«A good reference puts bad grades into perspective»

Time: 2 min

«A good reference puts bad grades into perspective»

The Lift project helps young people with a difficult starting position to choose a career. Co-Managing Director Gabriela Walser explains what the participants can expect in concrete terms and how they can increase their chances of successful professional integration.

Pictures: zVg

Interview: Virginia Nolan

Mrs Walser, who is the Lift project aimed at?

For young people from the seventh grade onwards with a difficult starting position for the upcoming career choice phase. For example, they perform poorly at school, have a lack of German language skills, motivation problems or parents who offer them little support. Lift's partners are schools from all over Switzerland.

Gabriela Walser is Co-Managing Director of the Lift project.

How does Lift help these young people?

Participation is voluntary and requires parental consent as well as the young person's willingness to work on themselves. The project starts with modular courses. In one to two lessons per week, the young people work on social and personal skills that have top priority in the labour market: Punctuality, reliability, respect, self-motivation or work organisation.

Realising that they do have talents is a new experience for many of these young people.

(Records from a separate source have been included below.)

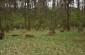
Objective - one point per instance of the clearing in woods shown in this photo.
(63, 43)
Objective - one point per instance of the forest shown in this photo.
(42, 27)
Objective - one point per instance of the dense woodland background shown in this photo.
(40, 14)
(42, 27)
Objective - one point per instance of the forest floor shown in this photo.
(63, 43)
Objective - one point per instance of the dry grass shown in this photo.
(67, 43)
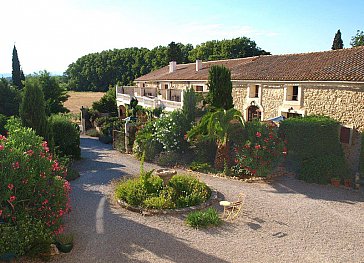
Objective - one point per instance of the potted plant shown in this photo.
(335, 181)
(347, 181)
(64, 242)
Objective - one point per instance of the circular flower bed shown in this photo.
(148, 191)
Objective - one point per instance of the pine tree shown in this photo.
(17, 74)
(338, 42)
(174, 53)
(32, 108)
(220, 88)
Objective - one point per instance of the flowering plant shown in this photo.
(170, 131)
(31, 179)
(261, 152)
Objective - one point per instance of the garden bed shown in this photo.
(149, 212)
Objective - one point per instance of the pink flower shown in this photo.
(30, 152)
(15, 165)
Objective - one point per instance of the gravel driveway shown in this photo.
(285, 221)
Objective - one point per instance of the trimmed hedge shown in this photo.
(313, 141)
(66, 136)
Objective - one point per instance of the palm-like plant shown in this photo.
(215, 126)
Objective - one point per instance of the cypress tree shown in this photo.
(32, 108)
(17, 74)
(338, 42)
(220, 88)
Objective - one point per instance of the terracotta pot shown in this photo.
(347, 183)
(64, 248)
(335, 182)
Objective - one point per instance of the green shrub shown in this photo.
(145, 142)
(170, 131)
(204, 150)
(201, 167)
(261, 152)
(3, 120)
(107, 104)
(31, 179)
(361, 161)
(188, 191)
(321, 169)
(313, 142)
(203, 219)
(66, 136)
(92, 132)
(148, 191)
(22, 238)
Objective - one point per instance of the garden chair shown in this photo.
(232, 209)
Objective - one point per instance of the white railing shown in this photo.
(126, 93)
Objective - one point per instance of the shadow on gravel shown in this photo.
(290, 185)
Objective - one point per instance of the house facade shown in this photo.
(330, 83)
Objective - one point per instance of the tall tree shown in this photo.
(338, 42)
(17, 74)
(32, 108)
(9, 98)
(220, 88)
(216, 126)
(189, 104)
(174, 53)
(54, 94)
(358, 39)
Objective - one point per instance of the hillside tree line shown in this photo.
(97, 71)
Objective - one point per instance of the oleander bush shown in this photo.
(32, 185)
(203, 219)
(65, 135)
(148, 191)
(261, 152)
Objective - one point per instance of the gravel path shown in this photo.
(286, 221)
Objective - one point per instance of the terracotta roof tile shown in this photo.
(334, 65)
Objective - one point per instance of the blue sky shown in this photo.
(49, 35)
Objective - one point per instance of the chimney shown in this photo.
(172, 66)
(198, 65)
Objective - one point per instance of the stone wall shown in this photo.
(344, 104)
(239, 94)
(272, 99)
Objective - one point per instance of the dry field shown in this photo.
(79, 99)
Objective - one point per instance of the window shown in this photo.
(291, 115)
(199, 88)
(254, 113)
(345, 135)
(254, 91)
(292, 93)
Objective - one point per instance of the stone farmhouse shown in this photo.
(330, 83)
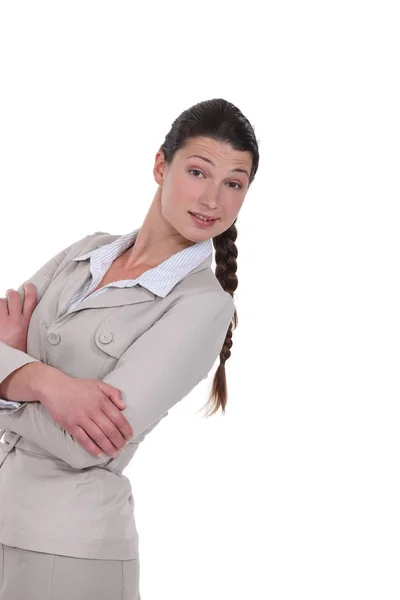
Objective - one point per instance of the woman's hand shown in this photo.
(15, 318)
(89, 409)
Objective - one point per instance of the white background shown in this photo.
(294, 493)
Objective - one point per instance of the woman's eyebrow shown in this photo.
(211, 163)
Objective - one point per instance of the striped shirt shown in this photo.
(160, 279)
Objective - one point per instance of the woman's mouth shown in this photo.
(202, 221)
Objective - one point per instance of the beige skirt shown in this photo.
(29, 575)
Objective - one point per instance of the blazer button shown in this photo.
(53, 338)
(105, 338)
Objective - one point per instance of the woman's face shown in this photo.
(213, 183)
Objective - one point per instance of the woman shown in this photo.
(121, 328)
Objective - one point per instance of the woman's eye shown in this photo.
(234, 182)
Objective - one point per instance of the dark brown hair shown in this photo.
(222, 121)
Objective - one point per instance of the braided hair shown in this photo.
(222, 121)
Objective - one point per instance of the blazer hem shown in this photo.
(96, 549)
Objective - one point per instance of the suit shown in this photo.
(56, 497)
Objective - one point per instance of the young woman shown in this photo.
(115, 330)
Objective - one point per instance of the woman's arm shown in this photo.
(158, 370)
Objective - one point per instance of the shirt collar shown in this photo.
(162, 278)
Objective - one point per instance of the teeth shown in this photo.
(203, 218)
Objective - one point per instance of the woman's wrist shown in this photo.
(29, 383)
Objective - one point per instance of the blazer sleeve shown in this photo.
(158, 370)
(11, 358)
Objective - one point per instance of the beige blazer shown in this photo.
(56, 497)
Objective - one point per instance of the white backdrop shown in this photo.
(294, 493)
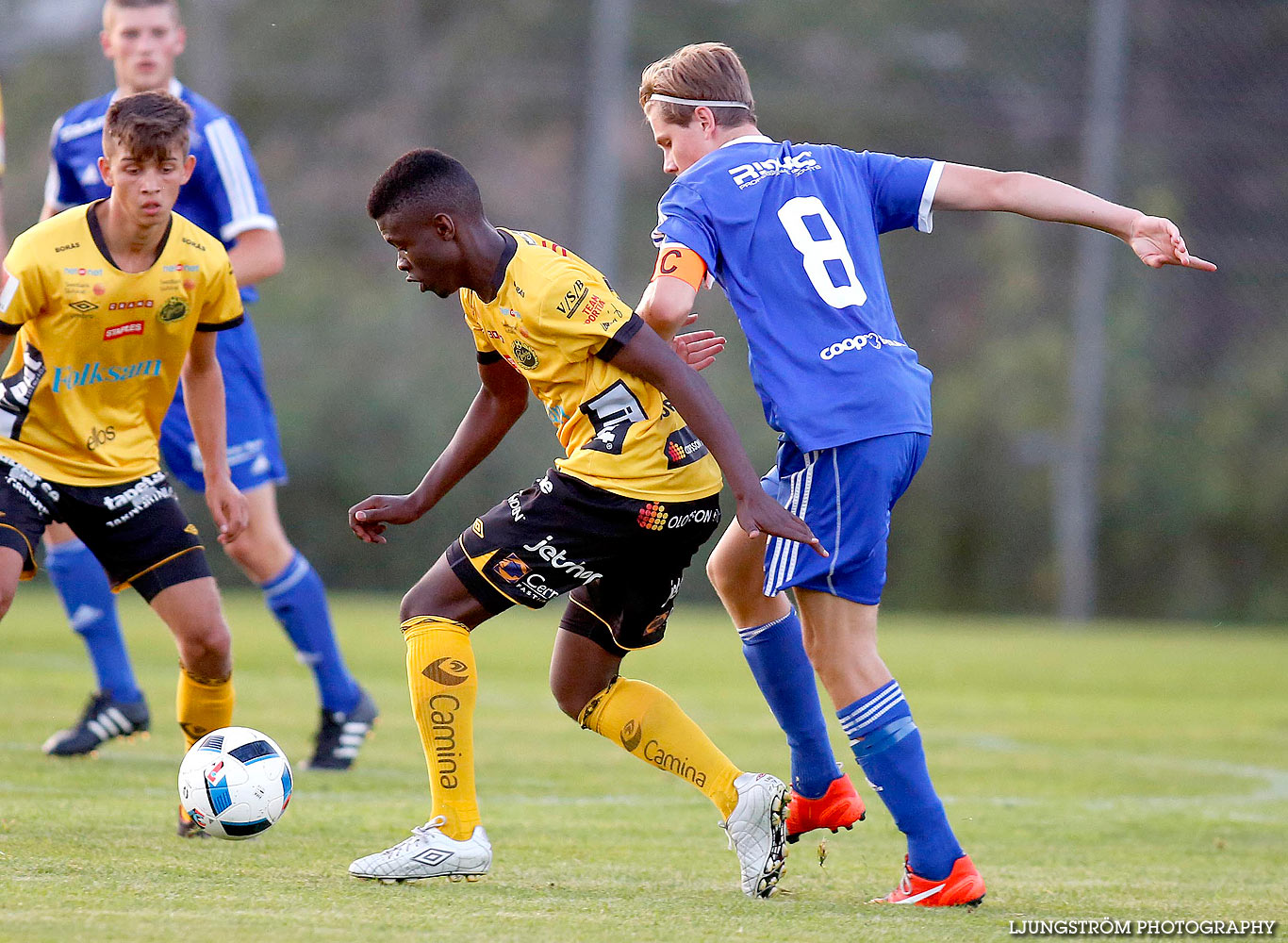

Gabriela Walser, Co-Managing Director Project Lift

The aim is to find answers to crucial questions: What does the professional world demand of me? What do I need to be able to do this? With this in mind, the young people gain practical experience in the world of work and later share this with the group in order to learn from each other. In the short assignments, they work in a company once a week for two to three hours - outside of school hours. A work placement lasts three months; three are scheduled over the course of the project.

What is the aim of these work assignments?

The aim is to increase their chances of successful professional integration. And give them a sense of achievement: Young people who struggle at school often become convinced that they can't do anything. However, many of them have good manual skills that they can discover or improve during a work placement.

Realising that they do have talents is a new experience for many. It gives them a perspective. Each work assignment is followed by a reference, which the young people can enclose with their application when looking for an apprenticeship. A good reference puts poor grades into perspective. For many training companies, positive feedback from the world of work is more meaningful than a school report.